Last Saturday, left back Godfrey Walusimbi ventured into unknown territory when he started Uganda’s 2012 Nations Cup qualifier against Angola.
Filling in for Nestory Kizito, who has made the number his own for more than eight years, it was always going to be an insurmountable challenge. Like many youngsters making career strides, Walusimbi felt tension as the game drew nigh.
“In the days running up to the game, I felt easy and relaxed. But when the sun rose on Saturday, I realised the time had come; the moment of truth to prove my worth,” he says.
Nicknamed Jajja Walu by teammates or Wazza, as he is commonly referred to by his Cranes coach Bobby Williamson, Walusimbi says that although he had played for The Cranes before – during the Cecafa Cup and the African Nations Championship (Chan) qualifiers, the Angola game had more at stake and it was a debut of sorts for him.
Added to the fact that everyone was dying to see Uganda play at the Africa Cup of Nations, the last appearance being in 1978, there was no room for error. With that going through his mind, he was a bit nervous and feared the worst in case The Cranes faltered.
For Walusimbi, it was as if he had been transported back to that January 18th day of 2008, when he debut for SC Villa against KCC FC at Namboole stadium.
The match was preceded with a brief downpour that made the turf slippery. He got a baptism of fire after just 10 minutes when his poor back-pass was intercepted by Hamis Kitagenda to put KCC ahead.

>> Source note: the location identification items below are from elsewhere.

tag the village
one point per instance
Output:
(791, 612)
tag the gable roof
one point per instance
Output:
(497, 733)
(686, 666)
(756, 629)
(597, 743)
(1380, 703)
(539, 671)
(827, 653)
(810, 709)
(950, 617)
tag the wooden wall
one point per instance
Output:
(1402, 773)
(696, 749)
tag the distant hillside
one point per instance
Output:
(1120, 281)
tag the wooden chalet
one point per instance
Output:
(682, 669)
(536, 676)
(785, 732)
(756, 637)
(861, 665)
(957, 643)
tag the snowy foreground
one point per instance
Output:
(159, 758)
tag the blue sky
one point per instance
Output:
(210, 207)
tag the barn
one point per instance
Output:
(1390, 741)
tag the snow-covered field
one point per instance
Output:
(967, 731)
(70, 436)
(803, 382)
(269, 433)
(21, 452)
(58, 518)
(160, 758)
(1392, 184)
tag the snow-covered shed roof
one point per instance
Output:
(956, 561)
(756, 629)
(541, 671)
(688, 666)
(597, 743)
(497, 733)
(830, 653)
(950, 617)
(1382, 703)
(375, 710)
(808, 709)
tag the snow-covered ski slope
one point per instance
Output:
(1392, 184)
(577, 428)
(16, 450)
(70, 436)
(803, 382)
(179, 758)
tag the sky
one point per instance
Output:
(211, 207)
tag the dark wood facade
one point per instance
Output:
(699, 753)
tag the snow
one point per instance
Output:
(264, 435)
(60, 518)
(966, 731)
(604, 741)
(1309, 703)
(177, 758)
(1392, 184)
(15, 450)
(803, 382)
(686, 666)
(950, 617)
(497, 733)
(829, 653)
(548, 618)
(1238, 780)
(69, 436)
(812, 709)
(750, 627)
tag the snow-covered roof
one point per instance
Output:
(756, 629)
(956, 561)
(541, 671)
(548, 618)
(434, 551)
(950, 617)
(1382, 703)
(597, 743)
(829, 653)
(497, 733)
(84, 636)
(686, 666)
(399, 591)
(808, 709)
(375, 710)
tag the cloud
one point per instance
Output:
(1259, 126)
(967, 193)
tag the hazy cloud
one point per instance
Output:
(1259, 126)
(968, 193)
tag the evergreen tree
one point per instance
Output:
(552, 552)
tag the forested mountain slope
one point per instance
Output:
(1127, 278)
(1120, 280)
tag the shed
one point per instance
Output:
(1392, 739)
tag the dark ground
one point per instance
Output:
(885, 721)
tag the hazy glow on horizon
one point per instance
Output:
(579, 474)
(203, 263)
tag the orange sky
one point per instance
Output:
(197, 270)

“Man…that was a terrible time for me. I felt like running off the field and I was scared of what would happen to me if we lost but Mike Azira comforted me,” he says.
Thankfully, the teammates saved his blushes as Villa won 3-2
Ironically, there was another short spell of rain before the Angola match and Walusimbi couldn’t help but wonder whether lightning could strike twice. But Kizito had already prepared him psychologically throughout the training.
“Kizito kept phoning me and telling me that I was good. That coming from him was motivating,” he says. And by the end of the pre-match warm-up, the nerves had gone.
In addition, the thought of playing alongside Ibrahim Sekagya and David Obua, players he has watched since he was a small boy gave him excitement and confidence in equal measure.
But most importantly, he says that Obua kept telling him of how deadly Djalma, the Angolan winger, was. “In my mind, I said, if he’s that good, he will have to beat me first. But the moment I got the better of him first, I had no nerves but enjoyed myself,” he says.
He certainly enjoyed himself if his first touches and good inter-passing with Sekagya was anything to go by. So confident was Walusimbi that he often ventured forward. Despite his relentless overlaps, he was quick to retreat and hardly gave Job or Djalma any breathing space.
While Kizito would have been proud of his understudy, Williamson is faced with a conundrum on who will be his first choice left-back.